E a tarde passa, no vai e vem do mar. Lucas o vê, dá um trago no cigarro, a namorada coladinha assiste o cinza da fumaça a fundir-se com o cinza do fim do dia nublado. Vamos? A maré hoje não tá pra peixe: tá pra nós, meu amor. Realmente, o mar esperava o vivaz golfinho e a melíflua sereia. Sinal da cruz feito, pranchas na mão, atiram-se ao maior prazer que podiam ter juntos: viver os tubos, floaters e 360ºs.
E o mar de lágrimas se segue. O pobre Juninho chora copiosamente. Tenho medo! Tenho medo! Calma. A mãe é só consolos. Ela jamais exibiria ao filho as unhas no sabugo de tanto roer. Eles apenas esperavam o doutor voltar do mar. Mar de concentração. Todo cuidado é pouco numa cirurgia deste porte, mas tudo bem. Urbano deu sorte.

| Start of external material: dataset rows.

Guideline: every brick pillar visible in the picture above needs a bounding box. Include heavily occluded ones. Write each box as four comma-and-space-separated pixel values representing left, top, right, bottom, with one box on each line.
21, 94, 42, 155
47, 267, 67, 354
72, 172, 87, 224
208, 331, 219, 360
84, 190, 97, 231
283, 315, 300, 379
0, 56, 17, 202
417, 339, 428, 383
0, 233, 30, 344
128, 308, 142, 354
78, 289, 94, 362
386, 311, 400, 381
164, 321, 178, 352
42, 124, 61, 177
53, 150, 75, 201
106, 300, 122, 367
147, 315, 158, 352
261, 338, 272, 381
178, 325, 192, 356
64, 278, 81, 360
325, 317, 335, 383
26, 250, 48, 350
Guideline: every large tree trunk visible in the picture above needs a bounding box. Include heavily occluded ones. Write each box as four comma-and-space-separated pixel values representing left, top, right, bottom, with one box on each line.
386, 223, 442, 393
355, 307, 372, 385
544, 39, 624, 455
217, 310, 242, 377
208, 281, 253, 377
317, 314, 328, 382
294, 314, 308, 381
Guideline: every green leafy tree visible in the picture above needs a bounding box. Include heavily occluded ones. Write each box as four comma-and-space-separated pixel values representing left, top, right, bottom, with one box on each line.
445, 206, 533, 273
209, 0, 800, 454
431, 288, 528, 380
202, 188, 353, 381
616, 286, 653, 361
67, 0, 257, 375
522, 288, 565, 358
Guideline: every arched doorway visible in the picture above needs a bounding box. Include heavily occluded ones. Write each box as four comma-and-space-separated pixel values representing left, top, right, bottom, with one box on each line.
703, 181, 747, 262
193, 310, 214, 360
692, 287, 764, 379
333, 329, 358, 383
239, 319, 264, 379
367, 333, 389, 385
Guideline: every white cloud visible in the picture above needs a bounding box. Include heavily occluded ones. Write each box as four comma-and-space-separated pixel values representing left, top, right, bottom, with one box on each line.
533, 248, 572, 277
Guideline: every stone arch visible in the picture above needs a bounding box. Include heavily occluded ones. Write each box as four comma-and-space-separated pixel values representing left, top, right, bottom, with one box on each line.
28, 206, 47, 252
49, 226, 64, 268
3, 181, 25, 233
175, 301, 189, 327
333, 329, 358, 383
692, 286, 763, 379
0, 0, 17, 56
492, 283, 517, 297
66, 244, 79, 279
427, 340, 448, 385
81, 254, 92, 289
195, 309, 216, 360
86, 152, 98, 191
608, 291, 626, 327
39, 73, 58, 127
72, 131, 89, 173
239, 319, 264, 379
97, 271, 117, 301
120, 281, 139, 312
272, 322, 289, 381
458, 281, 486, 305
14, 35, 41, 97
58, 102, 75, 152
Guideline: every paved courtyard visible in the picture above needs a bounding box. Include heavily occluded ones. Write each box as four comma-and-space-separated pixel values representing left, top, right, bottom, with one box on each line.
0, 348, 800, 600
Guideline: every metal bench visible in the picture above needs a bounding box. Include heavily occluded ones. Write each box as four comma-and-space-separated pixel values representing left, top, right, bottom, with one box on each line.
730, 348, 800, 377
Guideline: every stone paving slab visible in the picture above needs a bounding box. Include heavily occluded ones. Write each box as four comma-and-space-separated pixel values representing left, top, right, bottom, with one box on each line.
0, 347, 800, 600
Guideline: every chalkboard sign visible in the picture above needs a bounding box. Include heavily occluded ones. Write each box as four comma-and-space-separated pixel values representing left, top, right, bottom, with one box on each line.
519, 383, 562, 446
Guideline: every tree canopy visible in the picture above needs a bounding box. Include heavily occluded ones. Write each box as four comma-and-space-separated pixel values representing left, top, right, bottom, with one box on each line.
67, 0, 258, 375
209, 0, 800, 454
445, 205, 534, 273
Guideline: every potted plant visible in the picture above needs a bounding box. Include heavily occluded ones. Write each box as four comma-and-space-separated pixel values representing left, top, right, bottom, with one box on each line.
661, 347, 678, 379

Como é que se tem sorte por precisar urgente de um transplante? Não era bem isso. Urbano teve a sorte de ter um novo coração à disposição justo no momento em que mais precisou. O médico tranquilamente cuida de tudo, altos prêmios no ramo dão mais ares para a conclusão de um ato tão delicado. Mas, vamos rezar. Tudo vai dar pé.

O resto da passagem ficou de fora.